T.G.: Je ne pense pas que cette prise de position va provoquer une réponse militaire même si Washington et l'Etat d'Israël ont brandi cette menace. Cependant, il est sûr que de telles choses doivent être prises très au sérieux.

Mahmoud Ahmadinejad a dit qu'Israël devait être rayé de la carte. Il n'a pas affirmé que c'est lui qui le ferait mais ça ne fait rien. Ce genre de position radicale très dangereuse doit être dénoncé.

D'un autre côté, il faut faire attention à ne pas entrer dans son jeu en l'attaquant et se rappeler qu'il ne représente pas le régime iranien mais qu'il en fait simplement partie.

Le régime iranien doit pouvoir régler ce problème tout seul. Il n'est pas opportun de se confronter au niveau international, car cela rendrait la solution interne encore plus difficile.

swissinfo: tout de même, dans quelle mesure les idées de Mahmoud Ahmadinejad sont-elle représentatives du régime iranien?

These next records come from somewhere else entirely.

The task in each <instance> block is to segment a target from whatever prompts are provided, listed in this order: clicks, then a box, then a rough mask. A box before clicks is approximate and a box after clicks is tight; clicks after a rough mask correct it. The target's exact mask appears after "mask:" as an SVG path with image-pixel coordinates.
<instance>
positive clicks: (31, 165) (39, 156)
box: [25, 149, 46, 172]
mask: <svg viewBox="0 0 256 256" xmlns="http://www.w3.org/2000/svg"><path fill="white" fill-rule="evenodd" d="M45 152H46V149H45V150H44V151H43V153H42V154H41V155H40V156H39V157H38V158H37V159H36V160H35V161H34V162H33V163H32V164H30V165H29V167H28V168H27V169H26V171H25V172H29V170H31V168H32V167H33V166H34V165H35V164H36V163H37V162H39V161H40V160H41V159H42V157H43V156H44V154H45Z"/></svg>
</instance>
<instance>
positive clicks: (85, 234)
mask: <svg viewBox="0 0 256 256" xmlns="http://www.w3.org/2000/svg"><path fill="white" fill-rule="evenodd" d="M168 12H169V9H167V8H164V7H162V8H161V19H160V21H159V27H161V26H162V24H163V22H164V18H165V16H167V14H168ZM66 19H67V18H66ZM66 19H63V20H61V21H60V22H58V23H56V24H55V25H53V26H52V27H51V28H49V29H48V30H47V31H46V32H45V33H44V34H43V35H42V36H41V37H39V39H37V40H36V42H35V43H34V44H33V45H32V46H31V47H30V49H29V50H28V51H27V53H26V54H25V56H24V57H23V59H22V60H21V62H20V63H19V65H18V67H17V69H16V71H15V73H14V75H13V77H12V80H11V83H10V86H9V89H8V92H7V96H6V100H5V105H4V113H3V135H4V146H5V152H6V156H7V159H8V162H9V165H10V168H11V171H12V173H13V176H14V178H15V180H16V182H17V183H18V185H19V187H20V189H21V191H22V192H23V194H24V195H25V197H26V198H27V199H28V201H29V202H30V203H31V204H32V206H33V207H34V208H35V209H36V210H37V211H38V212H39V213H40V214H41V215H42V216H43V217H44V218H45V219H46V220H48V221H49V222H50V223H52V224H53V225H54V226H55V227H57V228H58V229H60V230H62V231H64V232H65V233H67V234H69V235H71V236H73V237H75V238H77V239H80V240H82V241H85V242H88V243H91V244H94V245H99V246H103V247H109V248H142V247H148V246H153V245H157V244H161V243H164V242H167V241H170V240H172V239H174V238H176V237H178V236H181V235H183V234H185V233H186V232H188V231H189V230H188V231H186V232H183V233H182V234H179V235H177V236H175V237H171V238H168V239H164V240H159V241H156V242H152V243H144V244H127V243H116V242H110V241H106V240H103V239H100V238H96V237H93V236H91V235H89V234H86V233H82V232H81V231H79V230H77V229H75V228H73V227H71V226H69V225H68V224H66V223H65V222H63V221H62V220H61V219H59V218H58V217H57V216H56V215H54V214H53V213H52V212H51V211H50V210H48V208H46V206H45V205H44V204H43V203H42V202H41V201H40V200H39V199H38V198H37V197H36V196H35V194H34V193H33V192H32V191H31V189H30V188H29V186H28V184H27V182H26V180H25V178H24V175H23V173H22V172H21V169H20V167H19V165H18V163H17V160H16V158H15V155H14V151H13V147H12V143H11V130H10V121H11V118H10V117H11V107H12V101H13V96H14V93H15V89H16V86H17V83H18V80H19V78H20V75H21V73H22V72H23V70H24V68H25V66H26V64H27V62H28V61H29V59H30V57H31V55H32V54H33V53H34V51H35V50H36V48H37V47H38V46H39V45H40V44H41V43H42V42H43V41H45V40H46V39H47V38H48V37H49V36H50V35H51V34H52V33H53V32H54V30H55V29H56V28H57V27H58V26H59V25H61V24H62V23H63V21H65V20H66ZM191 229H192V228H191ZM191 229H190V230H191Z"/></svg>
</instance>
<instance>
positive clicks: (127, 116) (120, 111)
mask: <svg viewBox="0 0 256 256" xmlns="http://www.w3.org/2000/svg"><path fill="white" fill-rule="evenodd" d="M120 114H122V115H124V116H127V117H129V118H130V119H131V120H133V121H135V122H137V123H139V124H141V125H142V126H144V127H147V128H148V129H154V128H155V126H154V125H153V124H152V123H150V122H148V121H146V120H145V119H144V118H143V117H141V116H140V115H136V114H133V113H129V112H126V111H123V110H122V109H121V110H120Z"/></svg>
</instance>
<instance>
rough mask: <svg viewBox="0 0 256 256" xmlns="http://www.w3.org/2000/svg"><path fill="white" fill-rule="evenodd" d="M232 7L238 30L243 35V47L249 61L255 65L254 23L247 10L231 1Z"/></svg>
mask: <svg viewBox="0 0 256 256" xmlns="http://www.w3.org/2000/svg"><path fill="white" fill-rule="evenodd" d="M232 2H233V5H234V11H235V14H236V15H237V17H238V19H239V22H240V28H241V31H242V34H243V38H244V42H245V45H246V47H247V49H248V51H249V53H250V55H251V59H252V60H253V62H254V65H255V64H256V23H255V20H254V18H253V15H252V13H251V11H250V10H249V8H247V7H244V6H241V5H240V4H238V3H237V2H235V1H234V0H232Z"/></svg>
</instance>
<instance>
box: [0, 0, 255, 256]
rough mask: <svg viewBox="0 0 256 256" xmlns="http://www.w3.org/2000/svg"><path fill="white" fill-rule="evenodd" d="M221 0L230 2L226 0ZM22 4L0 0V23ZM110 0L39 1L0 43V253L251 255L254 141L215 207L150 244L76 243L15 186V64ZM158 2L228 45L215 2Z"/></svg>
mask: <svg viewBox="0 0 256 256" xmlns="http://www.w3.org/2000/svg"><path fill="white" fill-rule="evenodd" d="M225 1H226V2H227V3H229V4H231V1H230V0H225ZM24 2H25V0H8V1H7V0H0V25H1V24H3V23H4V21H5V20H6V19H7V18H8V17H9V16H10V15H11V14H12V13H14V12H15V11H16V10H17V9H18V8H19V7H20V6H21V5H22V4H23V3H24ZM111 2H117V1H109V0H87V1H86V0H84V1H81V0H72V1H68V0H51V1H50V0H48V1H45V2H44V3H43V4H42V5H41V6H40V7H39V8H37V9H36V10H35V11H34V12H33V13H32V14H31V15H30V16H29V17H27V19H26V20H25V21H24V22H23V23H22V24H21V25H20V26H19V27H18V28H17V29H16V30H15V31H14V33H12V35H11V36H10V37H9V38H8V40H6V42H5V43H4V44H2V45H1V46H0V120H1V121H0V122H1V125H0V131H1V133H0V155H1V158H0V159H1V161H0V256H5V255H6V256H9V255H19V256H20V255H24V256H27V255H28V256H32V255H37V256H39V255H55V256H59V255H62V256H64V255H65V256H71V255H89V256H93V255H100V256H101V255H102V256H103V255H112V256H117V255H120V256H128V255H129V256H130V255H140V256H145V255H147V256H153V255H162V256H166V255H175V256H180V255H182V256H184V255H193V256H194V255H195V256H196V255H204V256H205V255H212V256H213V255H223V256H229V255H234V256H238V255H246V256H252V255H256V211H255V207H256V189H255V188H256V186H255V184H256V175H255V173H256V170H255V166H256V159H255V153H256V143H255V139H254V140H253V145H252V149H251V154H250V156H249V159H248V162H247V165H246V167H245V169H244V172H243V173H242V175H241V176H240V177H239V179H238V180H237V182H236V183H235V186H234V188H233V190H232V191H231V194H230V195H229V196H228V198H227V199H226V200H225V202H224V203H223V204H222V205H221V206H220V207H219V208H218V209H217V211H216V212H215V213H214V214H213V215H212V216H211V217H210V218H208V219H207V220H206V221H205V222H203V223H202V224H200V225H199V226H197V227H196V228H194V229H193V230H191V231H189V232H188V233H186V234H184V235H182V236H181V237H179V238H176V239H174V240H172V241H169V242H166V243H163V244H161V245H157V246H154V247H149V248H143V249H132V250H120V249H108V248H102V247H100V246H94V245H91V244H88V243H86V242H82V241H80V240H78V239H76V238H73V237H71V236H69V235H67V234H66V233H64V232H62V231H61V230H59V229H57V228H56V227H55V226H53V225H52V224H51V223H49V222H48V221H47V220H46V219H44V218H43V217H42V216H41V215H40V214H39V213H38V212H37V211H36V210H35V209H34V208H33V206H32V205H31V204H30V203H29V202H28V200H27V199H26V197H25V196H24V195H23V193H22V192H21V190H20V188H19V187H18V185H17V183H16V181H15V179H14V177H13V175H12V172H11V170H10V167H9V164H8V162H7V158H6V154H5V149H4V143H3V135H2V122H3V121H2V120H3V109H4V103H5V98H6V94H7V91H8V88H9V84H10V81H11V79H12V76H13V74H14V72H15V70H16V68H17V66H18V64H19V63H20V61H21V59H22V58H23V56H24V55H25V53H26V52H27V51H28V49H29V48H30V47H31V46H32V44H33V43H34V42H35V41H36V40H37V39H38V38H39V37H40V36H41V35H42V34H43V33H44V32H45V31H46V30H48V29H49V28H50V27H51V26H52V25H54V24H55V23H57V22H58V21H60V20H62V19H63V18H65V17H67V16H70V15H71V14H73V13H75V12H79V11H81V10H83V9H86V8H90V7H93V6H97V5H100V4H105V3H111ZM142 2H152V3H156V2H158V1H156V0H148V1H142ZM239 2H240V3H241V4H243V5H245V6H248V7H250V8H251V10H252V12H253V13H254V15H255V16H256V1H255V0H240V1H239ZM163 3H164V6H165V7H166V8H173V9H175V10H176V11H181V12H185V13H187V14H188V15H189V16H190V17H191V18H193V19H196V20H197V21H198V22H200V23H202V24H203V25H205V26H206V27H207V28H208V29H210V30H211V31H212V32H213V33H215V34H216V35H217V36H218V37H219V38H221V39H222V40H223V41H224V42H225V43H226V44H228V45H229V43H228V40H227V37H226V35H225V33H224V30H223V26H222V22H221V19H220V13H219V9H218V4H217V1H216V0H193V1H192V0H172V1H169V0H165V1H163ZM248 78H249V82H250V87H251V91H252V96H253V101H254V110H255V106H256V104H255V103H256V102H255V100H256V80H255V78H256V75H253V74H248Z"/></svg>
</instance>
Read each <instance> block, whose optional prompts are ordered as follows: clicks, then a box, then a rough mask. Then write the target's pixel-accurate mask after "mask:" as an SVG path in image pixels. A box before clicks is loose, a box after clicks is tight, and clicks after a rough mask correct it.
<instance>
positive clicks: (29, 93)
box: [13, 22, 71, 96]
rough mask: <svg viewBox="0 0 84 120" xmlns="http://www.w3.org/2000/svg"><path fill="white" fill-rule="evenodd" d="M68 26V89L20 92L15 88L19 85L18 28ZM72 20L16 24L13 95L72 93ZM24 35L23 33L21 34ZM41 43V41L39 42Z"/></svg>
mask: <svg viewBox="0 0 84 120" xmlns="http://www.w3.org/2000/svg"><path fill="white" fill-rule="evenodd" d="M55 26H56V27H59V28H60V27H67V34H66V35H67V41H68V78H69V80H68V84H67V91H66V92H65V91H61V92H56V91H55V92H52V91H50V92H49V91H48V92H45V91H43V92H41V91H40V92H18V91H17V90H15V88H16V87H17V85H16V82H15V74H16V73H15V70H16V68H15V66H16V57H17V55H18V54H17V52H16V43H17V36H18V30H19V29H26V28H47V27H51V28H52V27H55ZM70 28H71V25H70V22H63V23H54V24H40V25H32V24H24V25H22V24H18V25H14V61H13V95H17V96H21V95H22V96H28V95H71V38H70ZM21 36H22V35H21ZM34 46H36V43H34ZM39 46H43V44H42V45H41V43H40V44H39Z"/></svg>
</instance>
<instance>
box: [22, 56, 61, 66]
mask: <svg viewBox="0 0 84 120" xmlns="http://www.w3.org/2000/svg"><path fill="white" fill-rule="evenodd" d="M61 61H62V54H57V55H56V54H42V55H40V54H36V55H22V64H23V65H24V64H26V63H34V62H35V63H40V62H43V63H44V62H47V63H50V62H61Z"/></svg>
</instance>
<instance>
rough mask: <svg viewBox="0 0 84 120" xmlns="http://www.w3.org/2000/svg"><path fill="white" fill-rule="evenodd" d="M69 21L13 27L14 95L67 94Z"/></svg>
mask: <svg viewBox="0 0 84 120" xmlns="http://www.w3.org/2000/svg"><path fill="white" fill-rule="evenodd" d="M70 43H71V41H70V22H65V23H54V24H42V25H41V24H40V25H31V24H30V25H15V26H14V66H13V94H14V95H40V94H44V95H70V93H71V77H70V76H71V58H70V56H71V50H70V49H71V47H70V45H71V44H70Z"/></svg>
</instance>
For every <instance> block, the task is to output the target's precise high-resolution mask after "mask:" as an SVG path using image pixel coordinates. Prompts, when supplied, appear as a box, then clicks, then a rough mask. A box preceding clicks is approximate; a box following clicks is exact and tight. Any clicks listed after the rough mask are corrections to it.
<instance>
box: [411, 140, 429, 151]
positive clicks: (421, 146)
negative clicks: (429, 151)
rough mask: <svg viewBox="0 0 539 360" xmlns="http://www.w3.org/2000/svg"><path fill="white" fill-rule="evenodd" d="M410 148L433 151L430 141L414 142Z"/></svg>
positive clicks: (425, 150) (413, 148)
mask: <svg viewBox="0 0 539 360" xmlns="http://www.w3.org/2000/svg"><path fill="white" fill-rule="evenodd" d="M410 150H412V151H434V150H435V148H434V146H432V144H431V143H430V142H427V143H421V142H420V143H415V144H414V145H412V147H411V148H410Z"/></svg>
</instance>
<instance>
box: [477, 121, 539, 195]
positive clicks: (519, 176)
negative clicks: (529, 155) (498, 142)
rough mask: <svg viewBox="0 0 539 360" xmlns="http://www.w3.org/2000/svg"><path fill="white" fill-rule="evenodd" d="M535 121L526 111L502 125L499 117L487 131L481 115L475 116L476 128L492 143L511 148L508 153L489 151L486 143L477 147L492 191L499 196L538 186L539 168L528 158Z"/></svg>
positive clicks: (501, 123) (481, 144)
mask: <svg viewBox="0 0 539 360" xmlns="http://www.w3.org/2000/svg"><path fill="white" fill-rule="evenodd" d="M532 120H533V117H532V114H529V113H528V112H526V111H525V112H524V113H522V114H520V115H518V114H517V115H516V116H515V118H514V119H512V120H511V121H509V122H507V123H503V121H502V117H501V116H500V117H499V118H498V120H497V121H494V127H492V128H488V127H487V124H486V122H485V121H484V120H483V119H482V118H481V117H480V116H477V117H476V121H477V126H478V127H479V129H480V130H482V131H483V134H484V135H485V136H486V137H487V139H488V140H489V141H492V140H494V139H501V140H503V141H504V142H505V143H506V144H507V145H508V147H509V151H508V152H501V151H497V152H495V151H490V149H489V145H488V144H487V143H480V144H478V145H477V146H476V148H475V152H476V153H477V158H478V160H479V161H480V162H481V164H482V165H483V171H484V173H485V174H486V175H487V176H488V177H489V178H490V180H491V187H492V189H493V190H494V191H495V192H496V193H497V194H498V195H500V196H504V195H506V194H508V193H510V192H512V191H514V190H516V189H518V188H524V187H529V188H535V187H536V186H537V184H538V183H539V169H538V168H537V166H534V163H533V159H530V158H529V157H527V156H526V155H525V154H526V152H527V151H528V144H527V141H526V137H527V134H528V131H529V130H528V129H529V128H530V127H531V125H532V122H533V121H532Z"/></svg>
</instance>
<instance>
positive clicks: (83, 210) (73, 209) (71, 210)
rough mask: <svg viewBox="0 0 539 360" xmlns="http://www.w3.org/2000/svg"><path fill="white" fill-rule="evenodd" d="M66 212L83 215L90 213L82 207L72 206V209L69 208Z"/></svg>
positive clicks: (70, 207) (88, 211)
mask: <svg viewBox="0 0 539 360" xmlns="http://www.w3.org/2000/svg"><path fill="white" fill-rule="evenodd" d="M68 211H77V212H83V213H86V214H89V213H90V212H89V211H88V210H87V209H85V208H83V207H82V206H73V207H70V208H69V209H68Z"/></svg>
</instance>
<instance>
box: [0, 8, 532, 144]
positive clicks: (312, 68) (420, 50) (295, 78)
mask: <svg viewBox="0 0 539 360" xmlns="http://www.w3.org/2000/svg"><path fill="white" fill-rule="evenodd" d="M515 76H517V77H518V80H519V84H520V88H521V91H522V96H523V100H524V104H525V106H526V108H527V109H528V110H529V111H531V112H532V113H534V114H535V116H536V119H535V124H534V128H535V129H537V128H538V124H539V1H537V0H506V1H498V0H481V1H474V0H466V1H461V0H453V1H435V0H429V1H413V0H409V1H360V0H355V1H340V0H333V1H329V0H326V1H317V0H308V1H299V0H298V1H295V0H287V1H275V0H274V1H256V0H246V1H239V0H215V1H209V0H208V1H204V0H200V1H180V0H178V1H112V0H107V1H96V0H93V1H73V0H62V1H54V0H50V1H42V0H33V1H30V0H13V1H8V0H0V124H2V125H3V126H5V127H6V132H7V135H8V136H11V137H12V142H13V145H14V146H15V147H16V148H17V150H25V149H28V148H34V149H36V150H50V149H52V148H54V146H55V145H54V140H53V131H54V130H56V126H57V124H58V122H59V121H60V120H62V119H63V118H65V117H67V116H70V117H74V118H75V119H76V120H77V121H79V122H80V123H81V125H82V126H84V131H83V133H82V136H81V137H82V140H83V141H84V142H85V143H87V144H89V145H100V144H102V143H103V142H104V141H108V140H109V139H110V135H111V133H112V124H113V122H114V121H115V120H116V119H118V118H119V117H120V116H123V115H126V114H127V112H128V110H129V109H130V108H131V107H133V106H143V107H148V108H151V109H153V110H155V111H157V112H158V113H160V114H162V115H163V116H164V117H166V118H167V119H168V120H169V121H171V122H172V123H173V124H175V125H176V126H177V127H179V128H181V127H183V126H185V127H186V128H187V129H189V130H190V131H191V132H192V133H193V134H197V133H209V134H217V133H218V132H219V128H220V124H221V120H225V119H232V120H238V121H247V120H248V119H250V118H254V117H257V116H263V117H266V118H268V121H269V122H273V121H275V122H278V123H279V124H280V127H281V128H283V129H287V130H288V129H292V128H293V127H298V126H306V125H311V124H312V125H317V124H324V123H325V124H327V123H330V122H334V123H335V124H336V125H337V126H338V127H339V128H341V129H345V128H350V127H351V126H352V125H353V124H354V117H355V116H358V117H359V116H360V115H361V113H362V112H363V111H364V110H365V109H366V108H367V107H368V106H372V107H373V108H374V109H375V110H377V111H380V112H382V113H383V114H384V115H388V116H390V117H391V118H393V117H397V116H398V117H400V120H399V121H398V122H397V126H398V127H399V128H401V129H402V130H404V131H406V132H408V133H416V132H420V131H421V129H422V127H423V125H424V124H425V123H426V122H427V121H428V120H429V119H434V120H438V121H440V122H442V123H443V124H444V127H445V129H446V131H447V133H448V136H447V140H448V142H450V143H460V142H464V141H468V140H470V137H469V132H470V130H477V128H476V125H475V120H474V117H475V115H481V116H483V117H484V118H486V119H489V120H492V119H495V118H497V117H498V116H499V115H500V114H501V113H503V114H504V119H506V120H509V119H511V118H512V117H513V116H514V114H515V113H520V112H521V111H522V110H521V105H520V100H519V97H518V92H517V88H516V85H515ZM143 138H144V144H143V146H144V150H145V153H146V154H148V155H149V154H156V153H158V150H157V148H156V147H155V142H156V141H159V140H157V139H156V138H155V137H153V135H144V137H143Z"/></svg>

T.G.: Ce radicalisme n'est pas le courant principal ni au niveau du régime du pays ni au niveau de la population. Personne en Iran n'a envie de se confronter avec le reste du monde.

Il ne faut pas donner trop d'importance à cet épisode. Il n'y a aucune raison de penser que le régime iranien puisse entrer en conflit armé avec Israël.

swissinfo: Quelle influence cet épisode peut-il avoir sur les négociations concernant le programme nucléaire iranien?

T.G.: Depuis la réunion de l'AIEA (Agence internationale de l'énergie atomique) du 24 septembre, il y a eu des progrès dans l'attitude iranienne. Un site militaire a été ouvert aux inspecteurs de l'AIEA et des documents sur les connections avec l'expert pakistanais A.Q. Khan ont été remis.

En ce qui concerne la coopération entre l'Iran et IAEA, les choses se passent plutôt bien et l'Iran ouvre ses portes de manière significative aux inspecteurs. Je ne sais d'ailleurs pas si beaucoup d'autres pays sont autant surveillés que ne l'est l'Iran.

L'issue principale concerne l'enrichissement de l'uranium poursuivi par l'Iran et considéré comme inacceptable par l'ouest. Le manque général de confiance crée une situation où la communauté internationale est beaucoup plus dure avec l'Iran qu'avec d'autres pays lorsqu'il s'agit du programme nucléaire.

swissinfo, Clara O'Dea
(Traduction de l'anglais, Mathias Froidevaux)

Faits

Ancien maire de Téhéran, Mahmoud Ahmadinejad a remporté les élections présidentielles de juin 2005 et a remplacé Mohammed Khatami à la présidence après huit ans.
Mahmoud Ahmadinejad avait déjà provoqué un tollé international en octobre lorsqu'il avait déclaré qu'Israël devait être rayé de la carte.
La semaine dernière, il a exprimé ses doutes sur le génocide de la Seconde guerre mondiale et le destin de six millions de Juifs.
Mercredi, il a franchi un pas supplémentaire en affirmant que l'Holocauste était un «mythe» créé pour justifié la création de l'Etat d'Israël.